Comp Insurance, License Number Advertising and Corp to LLC Transfer

I include a ‘reminder’ worthy of a calendar alert for many! I deliver an answer on ‘trucks’ for a contractor and ‘transfer’ a lesson on licensing as a business changes hands…

Q: We need to get a license for one of our subsidiaries. Can we use a person who is on our Board of Directors as a Qualifier? He is not an “employee” so I wasn’t sure if he can be our Qualifying Individual. He is however an employee of our Parent Company.

A: An employee or an Officer can act as your Qualifying Individual. Directors are considered Officers in the CSLB’s eyes, so the answer is yes.

Q: We are applying for a “B” (General Building) license. Once it’s issued, we will be adding several classifications to the license (“D-28”, “D-21”, etc.). Do we need to display both the license number and all the classifications associated with the license on our trucks?

A: Just the license number and the business name as shown on the license are required to be displayed on your trucks and advertisements. There is no requirement to list your classifications.

Q: You are currently helping us with a license transfer from Corporation to Limited Liability Company) LLC. I am selling the business and the buyer is going to operate as an LLC. My son has been running the day-to-day operations for many years now and the buyer is planning to keep him onboard. I remember when we spoke years ago you had mentioned that my son would eventually be able to take over the license without having go through testing. Will he still be able to do that eventually or does the transfer we are doing now eliminate that option?

A: No, it does not in your situation. Since we are transferring the license number from the Corporation to the LLC, the license will continue so he will still be able to replace you as the Qualifier when you are ready if your son has at least five years of W-2’s showing he’s worked for the Company.
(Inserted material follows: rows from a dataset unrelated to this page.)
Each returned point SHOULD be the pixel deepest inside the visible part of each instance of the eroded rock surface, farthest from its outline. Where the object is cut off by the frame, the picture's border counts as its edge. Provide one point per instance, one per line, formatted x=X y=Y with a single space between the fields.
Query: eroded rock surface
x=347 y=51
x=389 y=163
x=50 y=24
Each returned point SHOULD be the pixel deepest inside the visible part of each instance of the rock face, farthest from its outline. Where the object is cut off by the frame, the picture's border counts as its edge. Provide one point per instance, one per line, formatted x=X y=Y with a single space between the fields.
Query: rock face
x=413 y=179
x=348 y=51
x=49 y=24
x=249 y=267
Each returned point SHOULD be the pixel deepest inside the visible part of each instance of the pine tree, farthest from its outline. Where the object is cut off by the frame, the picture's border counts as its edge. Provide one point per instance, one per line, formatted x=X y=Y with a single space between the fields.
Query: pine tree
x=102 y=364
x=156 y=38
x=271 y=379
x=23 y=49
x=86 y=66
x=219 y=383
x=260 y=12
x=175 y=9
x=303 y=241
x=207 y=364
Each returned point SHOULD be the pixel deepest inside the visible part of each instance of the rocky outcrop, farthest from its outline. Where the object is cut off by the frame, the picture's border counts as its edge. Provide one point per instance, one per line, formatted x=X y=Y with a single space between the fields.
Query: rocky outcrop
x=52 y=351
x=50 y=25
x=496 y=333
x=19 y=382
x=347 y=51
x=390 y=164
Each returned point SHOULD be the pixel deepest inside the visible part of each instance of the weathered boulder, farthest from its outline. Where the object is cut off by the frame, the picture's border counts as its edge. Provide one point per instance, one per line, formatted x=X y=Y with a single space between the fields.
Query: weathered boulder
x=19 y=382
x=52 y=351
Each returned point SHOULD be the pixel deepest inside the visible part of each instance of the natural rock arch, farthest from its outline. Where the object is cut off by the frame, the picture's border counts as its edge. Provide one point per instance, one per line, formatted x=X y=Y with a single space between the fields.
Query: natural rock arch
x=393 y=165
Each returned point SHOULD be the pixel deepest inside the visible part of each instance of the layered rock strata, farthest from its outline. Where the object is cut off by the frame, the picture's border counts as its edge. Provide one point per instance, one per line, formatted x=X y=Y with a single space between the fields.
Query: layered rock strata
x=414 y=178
Reminder regarding Worker’s Comp insurance: Last week we reminded contractors of the increase in bond amounts to take effect on January 1, 2023. Also starting January 1, 2023, concrete (“C-8”), HVAC (“C-20”), asbestos abatement (“C-22”), and tree service (“D-49”) contractors will be required to have worker’s compensation insurance, regardless of whether they have employees.

According to the CSLB, “research confirms that many of the approximate 50 to 60 percent of licensed contractors who currently claim an exemption to worker’s compensation insurance do use employees. This problem creates an unfair competitive disadvantage for law-abiding contractors who are subject to higher business costs and puts employees and the public at risk for workplace injuries. CSLB hopes to protect the public and level the playing field for law-abiding contractors by requiring more contractors to carry worker’s compensation insurance starting in 2023 and eventually all contractors by 2026.”